Start sweating for heart health

High blood pressure, obesity and diabetes are three major risks factors contributing to heart disease. Another factor is lack of physical activity. A recent study suggests that sitting for long durations is not healthy. According to the Canadian study, people who sit are more likely to have health issues such as heart attacks. The general population does understand that exercise can positively affect those factors and in turn, the health of your heart.

Physical activity, not just formal fitness or sports, is integral to maintain a strong heart and good health. It is recommended to exercise or get physical activity approximately 150 minutes per week. Vigorous exercise is more beneficial for heart health, but a moderate level is a safe place to start.
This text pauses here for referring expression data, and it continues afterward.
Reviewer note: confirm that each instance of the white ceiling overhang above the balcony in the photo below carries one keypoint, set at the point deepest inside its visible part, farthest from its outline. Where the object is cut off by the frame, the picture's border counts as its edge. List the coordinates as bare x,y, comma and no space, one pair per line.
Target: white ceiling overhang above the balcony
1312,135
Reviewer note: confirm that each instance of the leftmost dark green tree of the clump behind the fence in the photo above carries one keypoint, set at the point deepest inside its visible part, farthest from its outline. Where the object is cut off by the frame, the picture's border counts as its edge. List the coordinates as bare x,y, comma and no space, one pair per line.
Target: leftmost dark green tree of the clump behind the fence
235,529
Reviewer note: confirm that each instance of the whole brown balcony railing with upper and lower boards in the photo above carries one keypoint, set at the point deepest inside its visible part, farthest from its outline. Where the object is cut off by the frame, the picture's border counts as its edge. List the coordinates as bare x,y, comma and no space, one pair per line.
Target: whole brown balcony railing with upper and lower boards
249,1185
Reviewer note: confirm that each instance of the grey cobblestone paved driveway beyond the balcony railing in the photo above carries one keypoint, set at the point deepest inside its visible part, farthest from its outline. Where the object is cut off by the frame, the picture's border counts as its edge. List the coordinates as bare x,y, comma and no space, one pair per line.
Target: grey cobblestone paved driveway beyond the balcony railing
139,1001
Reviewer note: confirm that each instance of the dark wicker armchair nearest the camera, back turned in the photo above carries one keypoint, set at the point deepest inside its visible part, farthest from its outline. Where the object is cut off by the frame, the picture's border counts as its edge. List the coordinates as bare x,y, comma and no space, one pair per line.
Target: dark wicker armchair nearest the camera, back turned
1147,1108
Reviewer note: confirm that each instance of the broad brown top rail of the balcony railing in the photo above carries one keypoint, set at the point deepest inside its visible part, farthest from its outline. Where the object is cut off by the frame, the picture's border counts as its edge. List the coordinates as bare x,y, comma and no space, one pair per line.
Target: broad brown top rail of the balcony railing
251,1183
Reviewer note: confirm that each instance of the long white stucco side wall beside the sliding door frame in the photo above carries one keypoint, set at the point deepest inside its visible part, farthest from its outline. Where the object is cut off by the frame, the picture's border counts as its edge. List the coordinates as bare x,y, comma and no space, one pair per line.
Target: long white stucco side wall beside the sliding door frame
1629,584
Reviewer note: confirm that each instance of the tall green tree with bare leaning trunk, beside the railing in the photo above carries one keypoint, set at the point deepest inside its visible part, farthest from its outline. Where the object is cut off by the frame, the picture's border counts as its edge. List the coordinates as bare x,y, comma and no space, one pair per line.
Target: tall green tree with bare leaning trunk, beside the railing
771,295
If you are fit and healthy and currently exercising, keep up the good work and include more general physical activity. If you have been sedentary or inactive for a long time, are currently overweight and/or have a family history of coronary heart disease, then it certainly is important to exercise and be more active. The American Heart Association Web site has a Physical Activity Heart Health Quiz ( that guides you quickly through eight questions. You may be surprised by some of the answers. For instance, women who do not exercise are twice as likely as women who do to die of heart disease. Often times the hardest part is getting started. Here are some tips to put you on the right path toward heart health:

• Dress comfortably and weather-appropriate. Natural fibers (layered) are often a safe bet.

• Choose movement that you enjoy. Walking, dancing and swimming are enjoyable forms of recreation for some that happen to be good cardiovascular exercises.

• Do not work to exhaustion. You should be able to “walk and talk.”

• Change up your routine periodically. Boredom can put any exercise routine to a dead stop.

• Stand when you can. If you are on a conference call stand and walk.

• If you are at a desk most of the day take a 5-minute stretching or walking break every few hours.

• Take the stairs.

• Give your chair up in a meeting or a waiting room.

• Participate in a non-competitive walk/run for a charitable cause.

• Take dance lessons. This can be done solo or with a partner.

• Take advantage of the aisles in the mall and the grocery store.

• Keep a record of your activities and the gratitude it may bring.

Seek guidance from a certified personal trainer or fitness center to learn safe and effective exercises. Consult your physician before beginning a physical activity program.